En etkili terapötik müdahaleler, yaşamın ilk anlarında erken uygulanan ve farklı alanlardan profesyonelleri içeren müdahalelerdir (Çocuk Kafatası Derneği, 2016)..

Normalde, etkilenen çocukların tedavisi, çoklu ameliyatların programlanması ile bireyselleştirilmiş planlama gerektirir (Çocuk Kafatası Derneği, 2016).

Bu nedenle, bu patolojinin yönetimi iskelet ve kraniofasiyal malformasyonların düzeltilmesine ve psikolojik ve nöropsikolojik desteğe dayanmaktadır (Ruíz Cobo ve Guerra Díaz, 2016)..

Beyin cerrahisi kranial kasayı yeniden inşa etmeyi amaçlarken, çene-yüz cerrahisi uzmanları yüzdeki bozuklukları düzeltmeye çalışırlar (Ruíz Cobo ve Guerra Díaz, 2016).

Öte yandan, ellerde ve ayaklarda mevcut malformasyonların rekonstrüksiyonunda travma cerrahlarının katılımı da sıklıkla görülmektedir..

Ayrıca, bireyselleştirilmiş erken uyarma programlarının tasarımı, iletişim rehabilitasyonu, sosyal beceri eğitimi veya psiko-pedagojik izleme, etkilenen bireylerin optimal, fonksiyonel ve bağımsız gelişimine ulaşmak için faydalıdır (Ruíz Cobo ve Guerra Díaz, 2016). ).

referanslar

  1. Arroyo Carrera, I., Martínez-Frías, M., Marco Pérez, J., Paisán Grisolía, L., Cárdenas Rodríguez, A., Nieto Conde, C., ... Lara Palma, A. (1999).
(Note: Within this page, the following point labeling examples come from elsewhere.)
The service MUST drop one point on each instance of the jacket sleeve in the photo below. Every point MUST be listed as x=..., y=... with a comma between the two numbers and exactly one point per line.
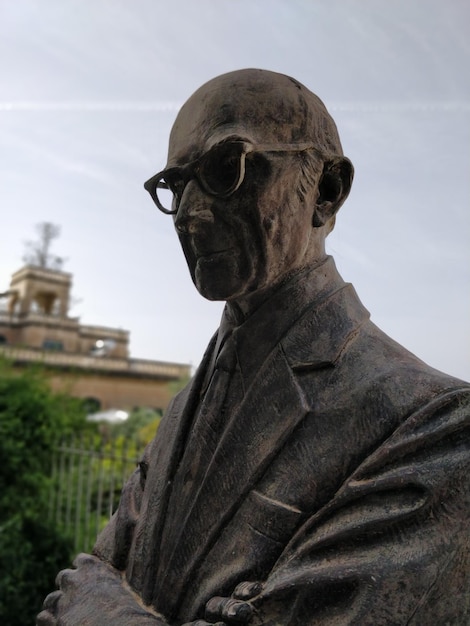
x=392, y=547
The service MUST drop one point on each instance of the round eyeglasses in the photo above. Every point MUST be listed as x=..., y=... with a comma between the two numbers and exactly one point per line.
x=220, y=171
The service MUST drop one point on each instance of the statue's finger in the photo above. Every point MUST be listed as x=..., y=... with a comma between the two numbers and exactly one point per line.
x=50, y=603
x=247, y=590
x=228, y=609
x=45, y=619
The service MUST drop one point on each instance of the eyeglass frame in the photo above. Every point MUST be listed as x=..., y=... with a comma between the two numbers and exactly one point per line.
x=156, y=182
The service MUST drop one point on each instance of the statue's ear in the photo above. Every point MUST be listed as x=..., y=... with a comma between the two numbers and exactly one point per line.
x=333, y=189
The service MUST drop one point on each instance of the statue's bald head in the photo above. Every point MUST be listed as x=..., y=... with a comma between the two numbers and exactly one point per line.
x=262, y=105
x=257, y=174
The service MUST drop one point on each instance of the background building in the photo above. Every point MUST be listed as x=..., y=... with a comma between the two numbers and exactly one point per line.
x=90, y=362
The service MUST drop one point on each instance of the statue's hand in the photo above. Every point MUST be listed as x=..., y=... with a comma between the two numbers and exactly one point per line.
x=94, y=594
x=223, y=611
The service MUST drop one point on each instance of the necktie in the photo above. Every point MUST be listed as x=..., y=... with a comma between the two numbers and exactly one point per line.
x=215, y=408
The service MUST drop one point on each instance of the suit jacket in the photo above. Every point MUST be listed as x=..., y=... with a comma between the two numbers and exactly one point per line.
x=341, y=482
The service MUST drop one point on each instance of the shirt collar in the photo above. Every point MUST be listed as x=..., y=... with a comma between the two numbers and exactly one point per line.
x=258, y=334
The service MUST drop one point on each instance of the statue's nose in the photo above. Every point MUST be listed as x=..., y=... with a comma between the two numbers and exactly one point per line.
x=193, y=210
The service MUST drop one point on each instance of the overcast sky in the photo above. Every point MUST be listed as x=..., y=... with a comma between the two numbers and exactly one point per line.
x=89, y=90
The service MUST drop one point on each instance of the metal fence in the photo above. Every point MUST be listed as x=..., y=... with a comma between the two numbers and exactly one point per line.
x=87, y=477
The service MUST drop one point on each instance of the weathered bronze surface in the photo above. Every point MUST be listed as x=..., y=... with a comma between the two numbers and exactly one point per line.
x=313, y=472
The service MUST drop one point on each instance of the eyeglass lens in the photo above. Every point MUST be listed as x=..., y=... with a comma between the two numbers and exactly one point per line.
x=219, y=172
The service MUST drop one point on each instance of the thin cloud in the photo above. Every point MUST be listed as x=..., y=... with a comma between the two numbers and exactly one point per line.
x=90, y=107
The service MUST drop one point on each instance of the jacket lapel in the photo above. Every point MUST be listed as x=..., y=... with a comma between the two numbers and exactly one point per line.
x=272, y=408
x=162, y=459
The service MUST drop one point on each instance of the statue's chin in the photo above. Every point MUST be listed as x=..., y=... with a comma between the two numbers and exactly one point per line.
x=219, y=279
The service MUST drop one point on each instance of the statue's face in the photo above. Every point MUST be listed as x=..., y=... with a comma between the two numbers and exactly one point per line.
x=250, y=239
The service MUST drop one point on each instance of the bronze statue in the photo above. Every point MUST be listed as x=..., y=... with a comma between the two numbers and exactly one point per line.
x=313, y=472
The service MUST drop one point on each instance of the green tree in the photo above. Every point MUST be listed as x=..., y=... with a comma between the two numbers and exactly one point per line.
x=32, y=550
Síndrme de Apert: Bir ardışık vaka serisinin klinik-epidemiyolojik analizi. Fetal Tıp ve Neonatoloji.
  2. Boston Çocuk Hastanesi. (2016). Apert sendromu. Boston Childre's Hastanesi'nden alındı.
  3. Çocuk Creniofasiyal Derneği. (2016). Apert sendromunu anlama rehberi. Çocuk Creniofasiyal Derneği. Çocuk Esirgeme Derneği'nden alındı.
  4. Genetik Ana Sayfa Referansı. (2016). Apert sendromu. Genetik Ev Referansından Alındı.
  5. Landete, P., Pérez-Ferrer, P. ve Chiner, E. (2013). Apert sendromu ve uyku apnesi. Arch Bronconeumol, 364-368.
  6. NIH. (2015). Apert Sendromu MedlinePlus'tan alındı.
  7. NIH. (2015). Kranial Sütürler. MedlinePlus'tan alındı.
  8. NORD. (2007). Apert Sendromu Ulusal Nadir Bozukluklar Örgütü'nden alındı.
  9. Pi, G., Zúñiga, A., Cervera, J., ve Ortiz, M. (2014). FGFR2 genindeki nove mutasyonuyla Apert sendromunun prenatal tanısı. Bir Peditr, 104-105.
  10. Ruíz Cobo, R., ve Guerra Díez, L. (2016). Bölüm X. Apert sendromu. Feaps'ten alındı.